11. There are no natural treatments that can help stop bubonic plague.

Alternative medicine and traditional treatments do not help to cure a bubonic plague infection. It must be treated with antibiotics. Because it can also spread quickly, especially in crowded environments, anyone who may have been exposed to someone who has been infected with the plague will also be given a 7 day antibiotic series as a preventative measure.

12. It also became a religious tool.

In the Middle Ages, the 3 Abrahamic religions were constantly battling each other for supremacy. It was not unusual for one religious group to poison the drinking water of a community so that it could kill those with different beliefs. Sometimes they even did this knowing that they would be exposing themselves to the disease. It was said that God would favor those that he preferred.

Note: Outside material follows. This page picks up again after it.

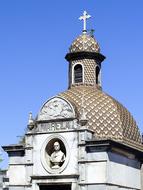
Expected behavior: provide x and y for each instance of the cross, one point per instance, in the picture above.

13. The poor were the greatest victims.

Royalty didn’t escape the plague, but only one ruling monarch was actually killed by the disease: King Alfonso XI.

The bubonic plague is a serious disease that requires immediate treatment. Although most of the cases that are documented today come from Africa, it is a global disease that we must know more about in order to fight it. That’s why these important facts about the bubonic plague are so important to know.